Alors que le Bénin rêve de hisser son économie sur les rampes du numérique, un coup de tonnerre réglementaire vient fissurer l’euphorie technophile. L’ARCEP-Bénin a infligé, le 15 janvier 2025, une amende historique de 4,8 milliards de FCFA aux géants MTN et Moov Africa pour désertion connectique,un camouflet sans précédent dans un pays où 52 % de la population navigue encore en zone blanche. Une sanction qui sonne comme un aveu : derrière les promesses de couverture universelle, le pays bute sur une fracture numérique chronique.
MTN et Moov Africa : Réseaux fantômes, factures bien réelles
D’après les audits de l’ARCEP, ni MTN ni Moov Africa n’ont honoré leurs engagements de couvrir les axes routiers et les arrondissements en 3G/4G de 2020 et 2021. Les résultats sont catastrophiques avec un bilan lunaire : sur 99 arrondissements contrôlés en 2023, MTN n’a brillé que dans le 5ᵉ de Porto-Novo (en 3G), tandis que Moov affichait un zéro pointé absolu. Les artères économiques vitales Cotonou-Malanville, Parakou-Djougou restent quant à elles des corridors du silence numérique, privant voyageurs et entrepreneurs de tout accès fiable.
Malgré une mise en demeure en 2022, les deux opérateurs ont persisté dans une inertie infrastructurale, poussant l’ARCEP à actionner l’article 239 du Code du numérique. Résultat : MTN écope de 3,35 milliards de FCFA (1,5 % de son CA 2023), Moov de 1,5 milliard à verser sous 60 jours. Un rappel à l’ordre financier qui cache mal un paradoxe : comment ces mastodontes, piliers d’un secteur contribuant à 960 milliards de FCFA au PIB en 2023, ont-ils pu déserter le front de la connectivité ?
GSMA : l’économie béninoise suspendue à un clic
Dans un ironique contretemps, la GSMA a publié le 30 janvier dernier un rapport prophétisant un boom numérique : une transformation digitale boostant le PIB de 1 200 milliards de FCFA d’ici à 2028, créant 300 000 emplois et générant 150 milliards de recettes fiscales.

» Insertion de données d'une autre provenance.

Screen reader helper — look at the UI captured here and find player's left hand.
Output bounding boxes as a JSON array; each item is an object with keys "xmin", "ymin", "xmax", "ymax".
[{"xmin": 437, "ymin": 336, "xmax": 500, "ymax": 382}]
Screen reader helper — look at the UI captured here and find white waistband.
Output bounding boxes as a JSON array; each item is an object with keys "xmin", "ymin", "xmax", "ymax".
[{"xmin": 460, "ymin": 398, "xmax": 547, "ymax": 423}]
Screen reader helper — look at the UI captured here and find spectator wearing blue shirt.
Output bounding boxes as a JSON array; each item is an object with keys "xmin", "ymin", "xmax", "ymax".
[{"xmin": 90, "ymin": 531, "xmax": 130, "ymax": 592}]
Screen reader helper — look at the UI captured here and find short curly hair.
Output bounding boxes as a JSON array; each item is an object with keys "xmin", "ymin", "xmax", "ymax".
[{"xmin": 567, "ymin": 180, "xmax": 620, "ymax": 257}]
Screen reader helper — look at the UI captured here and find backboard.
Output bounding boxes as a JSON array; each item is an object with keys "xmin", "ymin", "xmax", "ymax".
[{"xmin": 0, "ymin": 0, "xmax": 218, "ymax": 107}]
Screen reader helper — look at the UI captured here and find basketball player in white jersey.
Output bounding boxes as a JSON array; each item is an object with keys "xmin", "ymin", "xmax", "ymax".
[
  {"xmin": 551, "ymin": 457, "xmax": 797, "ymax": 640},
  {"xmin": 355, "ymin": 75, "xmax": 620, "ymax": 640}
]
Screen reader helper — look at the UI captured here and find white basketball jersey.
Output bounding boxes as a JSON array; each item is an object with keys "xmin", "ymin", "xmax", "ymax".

Agriculture, industrie, transport, tous les secteurs y gagneraient, à condition de combler l’abîme entre villes connectées et campagnes oubliées.
« Le Bénin est à un carrefour : soit il devient un laboratoire de l’inclusion numérique, soit il reste prisonnier de ses zones grises», analyse Angela Wamola, directrice Afrique subsaharienne de la GSMA. Un plaidoyer pour des réformes urgentes : révision des indicateurs de couverture, baisse des taxes sectorielles, subventions aux terminaux mobiles… Autant de leviers pour transformer l’essai.
Sanctions ou électrochoc pour MTN et Moov Africa?
Si les amendes font tiquer, elles révèlent une régulation enfin musclée. Mais l’ARCEP joue aussi aux funambules : sanctionner tout en accordant un nouveau sursis de 12 mois aux opérateurs, c’est risquer de légitimer une culture du rattrapage perpétuel. « Ces pénalités doivent être un vaccin, pas un pansement », tempête un expert sous couvert d’anonymat.
Pendant ce temps, les utilisateurs ruraux, eux, patientent. Comme Adélaïde, commerçante à Kpédékpo : « Ici, le réseau, c’est une légende. » « On paie des forfaits pour des barres de connexion fantômes. » Un cri du cœur qui résume l’enjeu : le Bénin pourra-t-il concilier sanctions exemplaires, promesses industrielles et urgence citoyenne ?
L’heure des choix technopolitiques
Le rapport de la GSMA esquisse une feuille de route : moderniser les licences télécoms, libérer les fréquences, former aux compétences digitales… Autant de chantiers qui exigent un dialogue serré entre État, opérateurs et société civile. Car sans investissements ciblés et transparence, les 1 200 milliards de PIB promis resteront un mirage statistique.
Alors que MTN et Moov mijotent leur riposte, une question persiste : ces sanctions marquent-elles un tournant ou un épisode de plus dans la saga des engagements en pixelographie ? Réponse en 2026, à l’échéance de la nouvelle mise en demeure. D’ici là, le Bénin devra trancher : être un élève modèle du numérique… ou un éternel aspirant.